I benchmarked RAG vs GraphRAG vs pre-structured knowledge graphs across 45 domains — here's what happened

Question

I benchmarked RAG vs GraphRAG vs pre-structured knowledge graphs across 45 domains — here's what happened

Daniel Yarmoluk posted Apr 27 Originally published at dev.to 2 min read

Three retrieval architectures. Same LLM. Same 7,928 queries across 45 domains. Different structure going in.

Here are the results:

System	F1 Score	Tokens/query	Cost/query
RAG (FAISS + Claude)	0.123	2,982	~$0.009
GraphRAG (Microsoft)	0.120	3,450	~$0.013
CKG (pre-structured DAG)	0.471	269	~$0.001

CKG is 4x more accurate and uses 11x fewer tokens than RAG.

What is a CKG?

A Compact Knowledge Graph (CKG) pre-structures domain knowledge as a directed acyclic graph (DAG). Concepts are nodes. Dependencies are edges. A CSV file:

ConceptID,ConceptLabel,Dependencies,TaxonomyID
1,Calculus,2|3,CORE
2,Algebra,,FOUND
3,Trigonometry,,FOUND

When an agent asks "what do I need to know before Calculus?", CKG traverses edges. No embedding. No similarity search. No hallucination by construction.

Why RAG fails on multi-hop queries

RAG retrieves the most similar text chunk to a query. For simple lookups, this works. For multi-hop questions — prerequisites, dependency chains, drug interactions, regulatory trees — it fragments the answer across chunks that contradict each other.

F1 by hop depth:

Hop depth	CKG	RAG
1	0.374	0.312
2	0.512	0.298
3	0.631	0.241
4	0.714	0.198
5	0.772	0.187

CKG improves continuously with depth. RAG plateaus at hop=2 and degrades. The deeper the question, the larger the gap.

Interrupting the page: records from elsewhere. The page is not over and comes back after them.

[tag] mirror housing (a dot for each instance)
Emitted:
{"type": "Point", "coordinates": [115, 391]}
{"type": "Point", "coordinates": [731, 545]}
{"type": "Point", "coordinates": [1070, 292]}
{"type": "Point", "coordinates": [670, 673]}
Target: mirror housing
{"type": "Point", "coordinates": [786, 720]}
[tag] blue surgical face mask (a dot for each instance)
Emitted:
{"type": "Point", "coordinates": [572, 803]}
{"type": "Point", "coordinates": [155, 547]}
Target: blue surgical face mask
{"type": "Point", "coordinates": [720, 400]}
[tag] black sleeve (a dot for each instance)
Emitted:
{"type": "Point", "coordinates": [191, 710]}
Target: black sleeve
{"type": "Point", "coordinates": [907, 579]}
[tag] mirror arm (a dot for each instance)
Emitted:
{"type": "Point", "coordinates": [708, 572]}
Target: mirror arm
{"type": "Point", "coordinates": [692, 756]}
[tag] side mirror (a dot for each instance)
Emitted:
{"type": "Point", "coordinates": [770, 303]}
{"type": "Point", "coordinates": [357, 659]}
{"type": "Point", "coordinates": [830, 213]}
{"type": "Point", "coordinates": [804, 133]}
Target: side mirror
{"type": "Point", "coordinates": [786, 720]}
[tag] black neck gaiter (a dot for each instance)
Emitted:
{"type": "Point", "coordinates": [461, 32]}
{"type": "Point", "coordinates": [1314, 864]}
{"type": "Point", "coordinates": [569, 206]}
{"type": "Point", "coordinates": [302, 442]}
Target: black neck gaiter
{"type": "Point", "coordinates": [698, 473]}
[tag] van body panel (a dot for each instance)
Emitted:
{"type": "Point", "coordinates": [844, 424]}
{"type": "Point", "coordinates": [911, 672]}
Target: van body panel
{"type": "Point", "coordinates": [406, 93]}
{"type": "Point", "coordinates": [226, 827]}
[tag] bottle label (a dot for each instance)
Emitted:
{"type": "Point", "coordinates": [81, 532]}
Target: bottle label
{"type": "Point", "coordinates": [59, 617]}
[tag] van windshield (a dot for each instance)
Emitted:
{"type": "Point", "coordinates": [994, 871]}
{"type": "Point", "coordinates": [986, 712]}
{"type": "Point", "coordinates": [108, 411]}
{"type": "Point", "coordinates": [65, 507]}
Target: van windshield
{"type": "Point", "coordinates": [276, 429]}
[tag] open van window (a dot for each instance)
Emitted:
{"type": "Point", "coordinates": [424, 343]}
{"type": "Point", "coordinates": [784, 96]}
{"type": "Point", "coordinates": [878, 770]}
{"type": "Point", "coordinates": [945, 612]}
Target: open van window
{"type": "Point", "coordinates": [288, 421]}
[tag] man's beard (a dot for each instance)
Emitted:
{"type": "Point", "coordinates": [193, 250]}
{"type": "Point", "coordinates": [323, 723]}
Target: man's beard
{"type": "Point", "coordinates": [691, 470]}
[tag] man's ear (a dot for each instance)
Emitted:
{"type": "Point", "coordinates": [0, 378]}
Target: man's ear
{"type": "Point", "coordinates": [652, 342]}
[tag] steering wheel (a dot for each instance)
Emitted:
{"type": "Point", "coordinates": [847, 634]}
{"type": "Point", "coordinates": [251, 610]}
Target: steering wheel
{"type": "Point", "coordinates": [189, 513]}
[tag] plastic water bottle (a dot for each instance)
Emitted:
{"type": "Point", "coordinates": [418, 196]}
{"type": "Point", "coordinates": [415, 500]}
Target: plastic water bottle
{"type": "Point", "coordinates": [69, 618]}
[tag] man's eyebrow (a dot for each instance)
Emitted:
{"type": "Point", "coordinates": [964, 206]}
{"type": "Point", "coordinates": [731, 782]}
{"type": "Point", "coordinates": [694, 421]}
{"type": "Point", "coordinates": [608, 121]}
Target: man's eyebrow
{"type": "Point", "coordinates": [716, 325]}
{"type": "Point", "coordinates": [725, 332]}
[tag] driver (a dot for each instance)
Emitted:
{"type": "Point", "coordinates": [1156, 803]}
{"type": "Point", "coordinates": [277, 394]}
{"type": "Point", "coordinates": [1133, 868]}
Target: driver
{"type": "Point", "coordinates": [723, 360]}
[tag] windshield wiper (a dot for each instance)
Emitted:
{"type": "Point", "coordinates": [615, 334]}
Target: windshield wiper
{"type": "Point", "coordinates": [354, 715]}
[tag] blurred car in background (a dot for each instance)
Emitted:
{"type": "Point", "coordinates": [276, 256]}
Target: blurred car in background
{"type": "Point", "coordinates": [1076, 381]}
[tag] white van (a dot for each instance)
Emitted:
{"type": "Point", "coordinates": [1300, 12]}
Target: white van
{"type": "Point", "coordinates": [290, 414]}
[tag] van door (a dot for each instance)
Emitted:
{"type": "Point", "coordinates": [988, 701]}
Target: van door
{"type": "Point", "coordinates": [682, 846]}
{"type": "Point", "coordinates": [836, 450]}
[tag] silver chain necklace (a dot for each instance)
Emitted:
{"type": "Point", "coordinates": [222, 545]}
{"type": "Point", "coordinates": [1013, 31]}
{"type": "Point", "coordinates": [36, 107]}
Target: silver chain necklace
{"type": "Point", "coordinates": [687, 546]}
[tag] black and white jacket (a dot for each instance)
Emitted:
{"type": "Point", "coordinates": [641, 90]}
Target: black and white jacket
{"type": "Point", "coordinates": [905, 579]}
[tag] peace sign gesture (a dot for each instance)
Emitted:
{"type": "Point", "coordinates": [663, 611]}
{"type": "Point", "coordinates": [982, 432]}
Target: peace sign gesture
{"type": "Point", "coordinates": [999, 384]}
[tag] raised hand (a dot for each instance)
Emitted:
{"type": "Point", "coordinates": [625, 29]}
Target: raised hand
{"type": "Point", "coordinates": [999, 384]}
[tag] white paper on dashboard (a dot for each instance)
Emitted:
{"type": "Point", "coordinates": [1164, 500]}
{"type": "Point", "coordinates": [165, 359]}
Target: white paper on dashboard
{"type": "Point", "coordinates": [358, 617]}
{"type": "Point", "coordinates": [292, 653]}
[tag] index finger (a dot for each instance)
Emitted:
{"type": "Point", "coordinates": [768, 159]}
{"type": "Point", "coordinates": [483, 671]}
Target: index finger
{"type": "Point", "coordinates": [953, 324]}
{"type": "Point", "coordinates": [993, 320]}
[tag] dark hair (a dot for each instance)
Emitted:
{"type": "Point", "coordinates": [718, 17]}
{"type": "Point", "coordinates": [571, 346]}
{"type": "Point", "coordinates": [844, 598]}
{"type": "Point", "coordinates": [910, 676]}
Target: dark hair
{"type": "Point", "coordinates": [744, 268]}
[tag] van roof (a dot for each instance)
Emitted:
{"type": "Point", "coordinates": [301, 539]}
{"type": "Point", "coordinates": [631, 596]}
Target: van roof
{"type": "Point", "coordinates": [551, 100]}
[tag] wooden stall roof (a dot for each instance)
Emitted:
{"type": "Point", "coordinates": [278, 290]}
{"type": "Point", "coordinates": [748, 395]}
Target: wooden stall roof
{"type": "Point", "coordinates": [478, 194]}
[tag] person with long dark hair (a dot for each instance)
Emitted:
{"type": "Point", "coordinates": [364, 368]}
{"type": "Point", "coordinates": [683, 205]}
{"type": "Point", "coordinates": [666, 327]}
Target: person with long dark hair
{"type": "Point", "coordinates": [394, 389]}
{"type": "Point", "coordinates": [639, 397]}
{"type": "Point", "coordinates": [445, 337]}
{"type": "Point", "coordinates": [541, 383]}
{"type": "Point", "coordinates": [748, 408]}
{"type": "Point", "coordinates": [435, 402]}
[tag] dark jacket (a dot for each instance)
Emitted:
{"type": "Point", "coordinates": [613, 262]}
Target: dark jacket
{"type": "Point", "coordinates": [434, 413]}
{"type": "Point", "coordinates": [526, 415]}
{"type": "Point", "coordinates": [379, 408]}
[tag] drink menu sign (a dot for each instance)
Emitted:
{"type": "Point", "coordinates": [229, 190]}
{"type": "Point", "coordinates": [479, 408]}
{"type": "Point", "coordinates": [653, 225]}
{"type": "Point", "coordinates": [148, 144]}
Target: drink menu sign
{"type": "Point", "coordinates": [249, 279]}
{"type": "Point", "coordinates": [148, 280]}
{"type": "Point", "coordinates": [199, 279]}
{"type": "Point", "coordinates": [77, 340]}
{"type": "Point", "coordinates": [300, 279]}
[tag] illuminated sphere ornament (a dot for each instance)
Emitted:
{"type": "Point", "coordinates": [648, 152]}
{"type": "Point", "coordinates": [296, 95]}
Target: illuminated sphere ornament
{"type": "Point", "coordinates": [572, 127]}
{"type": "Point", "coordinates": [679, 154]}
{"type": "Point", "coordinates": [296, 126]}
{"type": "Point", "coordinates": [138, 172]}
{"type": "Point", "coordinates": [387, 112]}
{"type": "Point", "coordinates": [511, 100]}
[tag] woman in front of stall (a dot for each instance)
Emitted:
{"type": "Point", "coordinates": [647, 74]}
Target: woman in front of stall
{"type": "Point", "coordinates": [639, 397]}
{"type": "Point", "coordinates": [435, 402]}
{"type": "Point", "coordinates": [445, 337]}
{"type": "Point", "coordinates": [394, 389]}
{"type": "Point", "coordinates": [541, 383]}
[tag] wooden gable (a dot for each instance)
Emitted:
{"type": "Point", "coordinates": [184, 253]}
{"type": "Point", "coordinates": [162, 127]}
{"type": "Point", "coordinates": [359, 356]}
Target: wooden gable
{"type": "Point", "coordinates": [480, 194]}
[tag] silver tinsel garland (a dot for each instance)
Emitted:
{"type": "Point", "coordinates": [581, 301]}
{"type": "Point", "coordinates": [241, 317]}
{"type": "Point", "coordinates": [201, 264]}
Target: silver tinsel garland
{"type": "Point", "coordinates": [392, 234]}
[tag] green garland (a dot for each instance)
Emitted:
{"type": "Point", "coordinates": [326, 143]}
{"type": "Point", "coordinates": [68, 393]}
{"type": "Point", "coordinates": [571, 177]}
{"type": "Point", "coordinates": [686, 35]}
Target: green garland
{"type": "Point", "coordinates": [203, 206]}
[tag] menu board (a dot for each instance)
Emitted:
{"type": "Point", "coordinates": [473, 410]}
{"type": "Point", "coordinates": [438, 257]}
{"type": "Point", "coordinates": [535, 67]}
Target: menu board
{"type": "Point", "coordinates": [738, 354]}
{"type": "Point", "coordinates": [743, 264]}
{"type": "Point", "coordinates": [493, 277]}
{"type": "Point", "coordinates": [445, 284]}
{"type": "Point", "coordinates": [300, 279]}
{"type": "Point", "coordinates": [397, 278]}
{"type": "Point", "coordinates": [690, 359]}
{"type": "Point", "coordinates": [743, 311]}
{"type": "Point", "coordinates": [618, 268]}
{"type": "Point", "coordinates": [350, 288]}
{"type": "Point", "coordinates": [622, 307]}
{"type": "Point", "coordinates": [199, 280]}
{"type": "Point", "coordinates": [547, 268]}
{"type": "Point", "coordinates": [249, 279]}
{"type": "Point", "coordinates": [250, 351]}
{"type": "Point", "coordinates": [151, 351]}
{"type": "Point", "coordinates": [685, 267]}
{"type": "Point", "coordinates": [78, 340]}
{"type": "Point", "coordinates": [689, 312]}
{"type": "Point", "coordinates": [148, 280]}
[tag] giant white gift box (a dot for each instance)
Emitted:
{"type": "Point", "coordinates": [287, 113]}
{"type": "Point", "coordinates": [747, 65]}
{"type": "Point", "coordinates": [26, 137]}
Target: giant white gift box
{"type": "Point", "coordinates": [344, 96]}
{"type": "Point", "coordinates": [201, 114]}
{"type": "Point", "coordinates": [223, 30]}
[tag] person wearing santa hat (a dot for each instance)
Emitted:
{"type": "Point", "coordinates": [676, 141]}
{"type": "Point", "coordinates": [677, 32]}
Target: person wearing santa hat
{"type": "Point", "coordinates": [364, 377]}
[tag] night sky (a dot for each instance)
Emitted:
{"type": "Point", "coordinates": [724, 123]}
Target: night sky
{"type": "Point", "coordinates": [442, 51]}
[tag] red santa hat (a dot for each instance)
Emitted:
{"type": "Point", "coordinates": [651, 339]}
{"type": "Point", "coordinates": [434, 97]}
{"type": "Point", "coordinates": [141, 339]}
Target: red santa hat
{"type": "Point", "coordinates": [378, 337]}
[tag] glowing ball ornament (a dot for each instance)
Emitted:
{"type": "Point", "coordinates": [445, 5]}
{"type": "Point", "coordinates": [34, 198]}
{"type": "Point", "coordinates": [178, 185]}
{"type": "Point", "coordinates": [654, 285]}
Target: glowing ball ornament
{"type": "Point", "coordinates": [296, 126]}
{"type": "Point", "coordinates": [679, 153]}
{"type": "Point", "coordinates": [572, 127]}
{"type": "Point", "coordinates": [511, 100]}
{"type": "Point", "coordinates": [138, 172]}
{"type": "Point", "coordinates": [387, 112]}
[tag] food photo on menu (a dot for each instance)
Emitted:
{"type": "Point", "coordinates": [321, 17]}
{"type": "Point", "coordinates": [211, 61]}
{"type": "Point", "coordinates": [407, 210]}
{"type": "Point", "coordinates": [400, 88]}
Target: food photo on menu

Where CKG dominates by query type

Query type	CKG	RAG	Advantage
Aggregate (T4)	0.964	0.286	3.4x
Path traversal (T3)	0.660	0.201	3.3x
Dependency (T2)	0.634	0.078	8.1x
Cross-concept (T5)	0.323	0.115	2.8x
Entity lookup (T1)	0.207	0.094	2.2x

The biggest win (8.1x) is on dependency queries — the exact query type that matters in clinical, legal, financial, and regulatory domains.

Structure is the signal — not curation effort

Track 2: I built a GLP-1/pharma domain from the ClinicalTrials.gov API in a single session. No expert curation.

F1 = 0.530 — higher than the 45-domain average.

If a domain has knowable dependencies, it can be CKG-ified. The structure drives accuracy, not the effort.

Try it

MCP server — works in Claude Code and any MCP-compatible agent:

pip install ckg-mcp

Your agent gets 4 tools: list_domains, query_ckg, get_prerequisites, search_concepts.

Live demo: https://huggingface.co/spaces/danyarm/ckg-demo

Full dataset (45 domain CSVs + 7,928 query JSONL + results):
https://huggingface.co/datasets/danyarm/ckg-benchmark

Paper + benchmark code:
https://github.com/Yarmoluk/ckg-benchmark

One-page summary:
https://github.com/Yarmoluk/ckg-benchmark/blob/main/SUMMARY.md

Custom domains

The benchmark covers 45 general domains. For clinical, legal, financial, or regulatory domains where dependency structure is critical: graphifymd.com

All code MIT licensed. Data CC BY 4.0. Questions welcome in the comments.

3 Comments

chevron_left

Commenters (This Week)

Contribute meaningful comments to climb the leaderboard and earn badges!

J.Bruni · Answer 1 · 2026-04-29T05:28:50+0000

J.Bruni • Apr 29

The numbers look great for CKG, but feels like a bit of an unfair comparison vs RAG GraphRAG
Did you try hybrid setups or strictly pure systems?

Daniel Yarmoluk • May 1

@[J.Bruni] Fair question — these are pure system comparisons, intentionally.

The benchmark is designed to isolate the variable: what does structure alone contribute, before you add any hybrid layer? If I tested CKG + RAG fallback against vanilla RAG, any gain could be attributed to the ensemble rather than the structure. Pure comparison is the only way to measure the signal cleanly.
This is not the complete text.